As a tea lover, you must hear about Gongfu Cha, which is a traditional Chinese style of brewing and can be literally translated to "highly skilled tea.There is no better way to enjoy tea than a gong fu tea ceremony. For some tea drinkers gong fu brewing may sound like something extremely complicated and reserved only for tea professionals. Although a proper gong fu tea brewing may take years to master, you can still incorporate the basic principles and start experiencing all those delicate flavor notes all tea connoisseurs are talking about.
How to brew Gongfu Tea?
The vessel you use to brew Gongfu tea should be made of either ceramic or glass. The material should be clean, and able to hold hot water without transferring any heat to the leaves. It should also be large enough to hold your tea leaves. A good rule of thumb is that it should have an opening at least 4 times as wide as your leaf size (this is especially important for puerh). Lastly, it needs to have a lid so that you can cover and expose your tea leaves at different points during brewing if needed.
Here are some kinds of vessels:
1. Teapot - A teapot is a tea leaf container. It is preferred for all gongfu teas, and 250ml is the best choice.
2. GaiWan - GaiWan has the same use as the teapot, but it's harder to use. It has 3 parts that are lid, saucer & bowl. They are representing heaven, earth, and the person in the middle respectively.
3. TeaCup - Compared to others, the gongfu teacup is really small. It is to emphasize the enjoyment of every drop of tea and to value quality over quantity when the temperature is perfect.
When you look at the proper setting for a gong fu brewing, you may see a lot of items. You don’t need all of them in the beginning. However, if you plan to always brew your tea this way, it pays to invest in additional utensils. Another valuable item is a strainer. Strainer may come in handy when you are still learning how to use gaiwan. It’s good at preventing any broken leaves from entering your cup. Tea spoon is another very useful utensil. You can use a regular teaspoon, but it may spoil a whole experience. Besides, having a special spoon for tea will reduce the risk of any dirt or moisture coming into your tea. There are other utensils that you could use, such as aroma cup and tongs. They will not be as important if you are just starting out.

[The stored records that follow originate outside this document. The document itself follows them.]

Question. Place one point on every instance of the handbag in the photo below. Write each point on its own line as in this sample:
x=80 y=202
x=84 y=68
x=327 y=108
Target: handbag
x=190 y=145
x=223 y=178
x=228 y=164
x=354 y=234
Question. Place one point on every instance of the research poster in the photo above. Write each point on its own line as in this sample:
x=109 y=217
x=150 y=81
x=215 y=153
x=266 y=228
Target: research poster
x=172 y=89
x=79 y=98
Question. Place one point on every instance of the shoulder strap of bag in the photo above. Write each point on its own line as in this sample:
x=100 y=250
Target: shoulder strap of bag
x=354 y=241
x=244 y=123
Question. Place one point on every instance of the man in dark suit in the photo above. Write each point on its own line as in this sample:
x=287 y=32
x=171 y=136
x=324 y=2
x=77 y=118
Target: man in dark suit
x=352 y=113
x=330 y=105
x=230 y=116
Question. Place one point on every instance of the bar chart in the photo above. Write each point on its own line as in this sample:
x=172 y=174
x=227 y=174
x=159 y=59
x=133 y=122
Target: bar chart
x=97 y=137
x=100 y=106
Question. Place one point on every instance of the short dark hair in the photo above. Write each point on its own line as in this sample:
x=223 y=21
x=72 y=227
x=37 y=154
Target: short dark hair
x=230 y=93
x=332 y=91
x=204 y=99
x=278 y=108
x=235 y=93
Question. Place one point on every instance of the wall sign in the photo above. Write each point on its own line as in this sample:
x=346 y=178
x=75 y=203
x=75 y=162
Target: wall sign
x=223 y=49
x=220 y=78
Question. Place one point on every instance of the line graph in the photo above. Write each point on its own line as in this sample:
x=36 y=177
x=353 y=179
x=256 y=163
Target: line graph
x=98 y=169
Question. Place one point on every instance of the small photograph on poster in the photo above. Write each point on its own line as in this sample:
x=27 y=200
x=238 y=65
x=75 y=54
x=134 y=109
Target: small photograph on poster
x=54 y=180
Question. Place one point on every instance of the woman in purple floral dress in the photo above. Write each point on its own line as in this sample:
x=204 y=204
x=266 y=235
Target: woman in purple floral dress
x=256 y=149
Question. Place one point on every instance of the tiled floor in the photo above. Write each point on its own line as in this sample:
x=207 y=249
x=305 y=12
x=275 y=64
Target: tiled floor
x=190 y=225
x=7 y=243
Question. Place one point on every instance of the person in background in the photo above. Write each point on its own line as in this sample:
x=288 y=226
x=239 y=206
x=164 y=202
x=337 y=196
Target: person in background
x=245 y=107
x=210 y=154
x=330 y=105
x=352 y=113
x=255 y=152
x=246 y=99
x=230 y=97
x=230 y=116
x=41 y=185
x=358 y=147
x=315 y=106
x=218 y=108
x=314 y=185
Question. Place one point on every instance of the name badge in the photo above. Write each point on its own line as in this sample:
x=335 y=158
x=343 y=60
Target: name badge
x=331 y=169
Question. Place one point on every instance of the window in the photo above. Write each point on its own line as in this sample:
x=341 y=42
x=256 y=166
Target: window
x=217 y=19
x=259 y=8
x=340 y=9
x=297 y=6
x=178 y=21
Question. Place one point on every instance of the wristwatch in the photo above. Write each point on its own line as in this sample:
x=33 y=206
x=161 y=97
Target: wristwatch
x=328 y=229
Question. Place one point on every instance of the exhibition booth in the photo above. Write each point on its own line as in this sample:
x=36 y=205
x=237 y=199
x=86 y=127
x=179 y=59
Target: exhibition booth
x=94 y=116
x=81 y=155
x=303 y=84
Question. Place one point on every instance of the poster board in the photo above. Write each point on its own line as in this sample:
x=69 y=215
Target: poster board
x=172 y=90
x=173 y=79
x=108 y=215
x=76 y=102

When it comes to brewing temperature, the water is important, but not as much as the tea or the vessel in which you're brewing. The ideal temperature for water is somewhere below boiling—near 160°F/71°C—as this allows for a fast infusion without any risk of scorching your tea leaves.
Most of us have no qualms about using boiling water on occasion, but these higher temperatures can also rob your tea of flavor and aroma compounds. If you want to get more out of your tea and maximize its health benefits (and who doesn't?), use cooler water instead!
Brewing step by step
- Prepare all tools and teaware in front of you. Make sure they are clean and dry.
- Boil water in a kettle.
- Measure the right amount of tea leaves. Small digital scale may be very useful, but if you don’t have one, you can guess the amount too. For rolled oolongs try to cover the bottom of the teapot with tea leaves. If you are using long twisted leaves, add even more. With some teas your tea pot should be more than half full of dry leaves.
- Rinse and pre-heat your teaware and cups by pouring hot water into the teapot, then from the teapot into the pitcher and then into the cups. Finally, dispose of the water.
- Place the tea leaves into a teapot. Don’t forget to smell them as they will have a much more intense scent.
- Pour the water over the leaves. You may wash the tea leaves first. Add water and steep the leaves very short, then discard the infusion. This is a very usual step with pu’erh and oolong tea. This step is called awakening the leaves. It help the leaves to „awaken“ and cleans any potential dust or „dirt“
- Now you are ready to make your first infusion. Never use boiling water for any type of For black tea, allow it to cool for a few seconds. Once the water temperature is right for the tea you are using it into the teapot. Do it slowly and in circular movements. Cover it and let it steep.. Don’t forget to take a look at how the leaves are expanding. Steeping time in gong fu brewing are much shorter– from 10 seconds to only sometimes a minute for the first steep. Increase the time with every subsequent steep.
- Pour the tea into a pitcher and divide between cups. If you are using just one cup, make sure the pitcher is empty before re-steeping. You should drink your cup of tea immediately without letting it to cool down. Most cups will be enough for 1-3 slurps– yes, you should slurp and feel the tea in your mouth.
- Re-steep the leaves. Increase the steeping time and repeat until the flavor is completely gone.
- Once you are done, take a look at the leaves again. They may tell you a lot about the tea you were just brewing.
- Clean the teaware and utensils. Never use washing up liquid or washing machine for porous teaware.
So, now you know how to brew gongfu tea! But, remember that it’s not all about following the steps—you also need to find the right tea. And even if you do everything right, your tea might still end up tasting different than what you were expecting. That’s why it's important to experiment with different teas and brewing methods until you find something that feels right for you.